When Katelin was about 9 months old, her pediatrician shared concerns with her parents about her weight. She was only in the 3rd percentile for her age. Initially, they weren’t overly concerned because her older siblings were also extremely petite. When she was a year old, she began to have severe bouts of diarrhea and vomiting. She would get so dehydrated that every couple of weeks she would end up in the hospital for days before she was well enough to go home. Other symptoms she was experiencing, included lack of energy, speech delays and low muscle tone and strength. Around 13 months old, she began to have episodes of respiratory illnesses that would turn into pneumonia, requiring several days in the hospital.

At this point, their family was becoming very well known at their local hospital. It was suggested by one of the nurse practitioners that Katelin be tested for CF (cystic fibrosis) as her symptoms seemed to match this disease. She was negative for CF, but her illnesses were still a mystery. She suffered from malnutrition due to her brain not signaling to her that she was hungry.

Doctors began a significant amount of testing, including bloodwork, urine tests and genetic testing to pinpoint the cause of her illness. At 15 months old, Katelin was given a feeding tube to ensure daily nutrition. Tests were still coming up inconclusive. By the time she was 18 months old, doctors were fairly certain she had a mitochondrial disease, based on several indicating test results.
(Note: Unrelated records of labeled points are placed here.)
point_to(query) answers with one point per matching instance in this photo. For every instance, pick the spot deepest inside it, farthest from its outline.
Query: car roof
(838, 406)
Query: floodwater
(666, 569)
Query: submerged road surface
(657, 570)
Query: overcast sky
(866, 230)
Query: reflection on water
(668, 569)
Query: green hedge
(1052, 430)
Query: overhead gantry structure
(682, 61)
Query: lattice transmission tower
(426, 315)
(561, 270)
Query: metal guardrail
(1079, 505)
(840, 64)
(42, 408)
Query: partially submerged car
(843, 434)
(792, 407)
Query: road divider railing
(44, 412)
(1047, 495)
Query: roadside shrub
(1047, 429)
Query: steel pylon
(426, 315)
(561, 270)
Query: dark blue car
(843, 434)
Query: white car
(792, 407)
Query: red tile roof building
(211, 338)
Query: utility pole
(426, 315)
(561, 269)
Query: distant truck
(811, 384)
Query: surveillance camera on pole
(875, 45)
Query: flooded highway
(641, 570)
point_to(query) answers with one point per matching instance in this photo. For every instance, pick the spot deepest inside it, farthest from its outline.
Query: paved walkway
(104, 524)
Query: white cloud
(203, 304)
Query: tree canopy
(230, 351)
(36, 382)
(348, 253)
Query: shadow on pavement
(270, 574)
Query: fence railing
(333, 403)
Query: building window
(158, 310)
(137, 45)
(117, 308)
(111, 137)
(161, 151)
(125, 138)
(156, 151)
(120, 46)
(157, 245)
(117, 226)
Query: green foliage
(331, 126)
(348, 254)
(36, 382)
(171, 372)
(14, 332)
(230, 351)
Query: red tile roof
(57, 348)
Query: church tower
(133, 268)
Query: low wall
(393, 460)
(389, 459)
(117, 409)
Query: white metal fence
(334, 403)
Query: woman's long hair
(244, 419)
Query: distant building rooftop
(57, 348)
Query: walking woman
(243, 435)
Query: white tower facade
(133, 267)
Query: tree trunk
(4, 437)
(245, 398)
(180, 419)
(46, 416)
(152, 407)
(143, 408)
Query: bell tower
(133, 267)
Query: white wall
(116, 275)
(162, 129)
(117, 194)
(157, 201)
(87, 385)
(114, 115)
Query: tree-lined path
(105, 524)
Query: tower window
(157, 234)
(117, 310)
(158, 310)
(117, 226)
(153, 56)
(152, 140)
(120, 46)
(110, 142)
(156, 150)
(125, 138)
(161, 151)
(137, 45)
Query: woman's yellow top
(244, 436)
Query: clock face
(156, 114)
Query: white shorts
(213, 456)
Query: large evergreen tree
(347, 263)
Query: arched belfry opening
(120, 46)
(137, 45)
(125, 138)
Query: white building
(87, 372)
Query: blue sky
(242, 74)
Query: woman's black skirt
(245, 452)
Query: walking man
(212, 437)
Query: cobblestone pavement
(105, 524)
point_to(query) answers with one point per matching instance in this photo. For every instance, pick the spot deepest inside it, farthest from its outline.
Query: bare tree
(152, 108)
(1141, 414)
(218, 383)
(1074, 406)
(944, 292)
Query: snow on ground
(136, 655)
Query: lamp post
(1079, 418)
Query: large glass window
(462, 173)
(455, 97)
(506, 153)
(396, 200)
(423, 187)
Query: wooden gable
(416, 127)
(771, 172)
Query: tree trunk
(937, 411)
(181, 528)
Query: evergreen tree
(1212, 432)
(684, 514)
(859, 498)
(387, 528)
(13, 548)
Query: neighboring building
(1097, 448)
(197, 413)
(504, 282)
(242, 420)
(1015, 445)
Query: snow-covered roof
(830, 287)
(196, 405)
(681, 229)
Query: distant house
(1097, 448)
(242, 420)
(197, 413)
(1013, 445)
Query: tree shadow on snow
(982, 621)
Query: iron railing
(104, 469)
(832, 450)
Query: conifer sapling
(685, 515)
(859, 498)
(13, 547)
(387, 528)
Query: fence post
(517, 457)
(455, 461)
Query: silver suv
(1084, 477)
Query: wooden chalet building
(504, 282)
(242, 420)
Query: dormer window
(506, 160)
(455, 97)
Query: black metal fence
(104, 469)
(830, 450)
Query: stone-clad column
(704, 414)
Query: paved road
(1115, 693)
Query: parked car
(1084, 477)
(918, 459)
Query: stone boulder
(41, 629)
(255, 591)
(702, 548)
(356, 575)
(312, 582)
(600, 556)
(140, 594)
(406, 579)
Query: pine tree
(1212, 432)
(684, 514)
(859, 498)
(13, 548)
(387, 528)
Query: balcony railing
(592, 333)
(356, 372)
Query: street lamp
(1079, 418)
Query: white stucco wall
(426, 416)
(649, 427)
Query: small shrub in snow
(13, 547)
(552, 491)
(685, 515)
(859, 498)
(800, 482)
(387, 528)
The family researched this diagnosis and consulted with the Cleveland Clinic when Katelin was 21 months of age. Here, her diagnosis was confirmed to be a mitochondrial disease based on her body being unable to absorb proteins and fats.

Just before Katelin turned 2, a G-tube was placed through her abdomen into her stomach. She began having the majority of her nutrition via this G-tube. Katelin was frequently hospitalized until she started Kindergarten due to continued mitochondrial episodes. She also received Early Intervention services in Speech and Physical Therapy until she was school-age.

Her Kindergarten and early elementary years consisted of no contact sports in PE, multiple trips to the nurse’s office due to stomach aches that required rest periods, and frequent opportunities for her to have  additional snacks to boost her nutrition.

Katelin is now in fourth grade and continues to have her G-tube feeds overnight.  She is still in the 3rd percentile for her height and weight. Katelin is learning to live with her disease and has less frequent hospital stays.  Her family continues to hope for advances in research and treatment of this rare mitochondrial disease so she can one day enjoy a life without significant medical needs and restrictions.